As barracudas acadêmicas

 O orientador geral da turma com que Tércio viera se destacava na área com suas incontáveis publicações, inumeráveis participações em congressos, mais a sua experiência já meio maliciosa da dinâmica das interações nestas festas. Continha aquela leviandade que distingue tão bem o professor universitário moderno daqueles carrascos bem alimentados dos templos medievais, e dos mal pagos pedagogos das escolas públicas. 
 Na segunda noite se encontraram novamente todos os seus pupilos em uma democrática mesa de bar onde todos tinham o mesmo direito à opinião, mas com pesos diferentes, naturalmente, que onde fala o galo não pode provocar o mesmo efeito a palavra do pintinho. Assim é o mundo: meio injusto, e sem remorso. Há pouco crédito em risco na objeção do excluído, o pobre aluno que ainda não conquistou a proteção da instituição acadêmica. Por outro lado havia muita coisa em jogo cada vez que se pronunciava o orientador: era preciso lhe captar o sentido, entendê-lo, fazer-se íntimo, rir com ele e mesmo daquilo que não tinha graça. 
 Na noite de quarta feira o assunto versava sobre os peixes e algas vistos durante o dia, no mergulho de turismo feito no passeio de barco. Tércio apenas por acaso estava com seus óculos de natação na mochila, e ainda expunha sua surpresa com a fartura de beleza pulverizada em matizes infinitos de cores e movimentos: a dinâmica da submersão aquática, cada gesto cadenciado em um ritmo de sonho, de um lado para o outro, vagarosos como a sutileza mitológica de passos de valsa no aquário da noite estrelada. Pareciam imitar a flexibilidade de um rebolado extraterreno; como bundas oscilando em um planeta com menor força gravitacional. Cada peixinho um membro involuntário da coreografia. O entusiasmo dos encantamentos ainda povoava o seu espírito, e como uma criança ele despejava suas impressões na mesa, sob a fiscalização complacente do professor: 
 – Nossa, nunca vi tanta enchova junto, e sem medo nenhum de mim, só  faltou me deixarem passar a mão nelas como se faz com um cachorro domesticado... 
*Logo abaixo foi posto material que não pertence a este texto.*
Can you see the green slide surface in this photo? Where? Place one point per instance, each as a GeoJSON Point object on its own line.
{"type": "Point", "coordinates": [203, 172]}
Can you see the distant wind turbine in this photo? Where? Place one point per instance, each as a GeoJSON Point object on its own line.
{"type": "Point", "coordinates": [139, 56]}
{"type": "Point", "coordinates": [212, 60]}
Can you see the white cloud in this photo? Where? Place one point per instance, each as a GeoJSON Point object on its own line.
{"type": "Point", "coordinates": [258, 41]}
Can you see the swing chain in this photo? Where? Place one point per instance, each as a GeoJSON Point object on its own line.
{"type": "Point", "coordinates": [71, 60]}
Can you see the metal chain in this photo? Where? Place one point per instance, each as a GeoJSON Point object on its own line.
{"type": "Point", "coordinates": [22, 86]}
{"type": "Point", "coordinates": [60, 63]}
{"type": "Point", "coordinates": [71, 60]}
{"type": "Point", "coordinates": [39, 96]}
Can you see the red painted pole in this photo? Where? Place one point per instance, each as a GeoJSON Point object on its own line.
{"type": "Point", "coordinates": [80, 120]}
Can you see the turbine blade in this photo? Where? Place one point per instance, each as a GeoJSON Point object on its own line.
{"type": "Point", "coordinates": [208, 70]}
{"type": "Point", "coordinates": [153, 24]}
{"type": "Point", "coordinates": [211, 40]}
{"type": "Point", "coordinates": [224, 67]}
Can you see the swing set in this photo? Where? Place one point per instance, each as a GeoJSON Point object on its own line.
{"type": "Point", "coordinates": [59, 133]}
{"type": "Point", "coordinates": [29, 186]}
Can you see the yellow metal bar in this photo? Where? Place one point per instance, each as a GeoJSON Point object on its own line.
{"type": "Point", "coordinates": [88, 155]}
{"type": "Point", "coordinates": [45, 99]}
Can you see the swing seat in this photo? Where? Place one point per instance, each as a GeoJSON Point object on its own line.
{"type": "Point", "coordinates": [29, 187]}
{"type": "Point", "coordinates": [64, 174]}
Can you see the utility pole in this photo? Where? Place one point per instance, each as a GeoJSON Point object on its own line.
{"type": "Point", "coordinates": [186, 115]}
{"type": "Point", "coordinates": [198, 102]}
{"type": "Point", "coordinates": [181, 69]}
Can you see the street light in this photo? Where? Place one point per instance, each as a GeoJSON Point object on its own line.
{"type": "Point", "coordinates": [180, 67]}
 – Enchova não, Barracudas, Sphyraena barracuda, volveu o mestrando – que conhecemos também por Diego – ligado à mesa pela ponta. Disse isso relanceando os olhos para o professor. 
 – Tá, obrigado – continuou sem temperar o fôlego – aquele coral lindo, e aquelas árvores lá embaixo, dançando em esbeltos pares ao embalo das correntes marítimas... – foi interrompido neste ponto, não sem enraizar na mesa uma impressão de estranheza que refletia o efeito de indigestão gerado pelo conflito de regiões discursivas. Os cientistas, acostumados ao freio do discurso acadêmico, não viam nessas expressões de entusiasmo líricas senão a carreira desvairada de um palavreado vácuo, uma promiscuidade confusa para escolher as palavras.  
 – Árvore não, uma alga, uma Cianophyta, por favor, isso é uma mesa de fitólogos, foi como lhe interrompeu a prolixidade Diego, e olhou em volta esperando a aprovação dos “fitólogos”, com um sorriso maquiado no rosto de puxa saco; depois olhou para o professor, disparando súplicas subentendidas ao venerando mestre, mas não foi correspondido nem por uns nem pelo outro. 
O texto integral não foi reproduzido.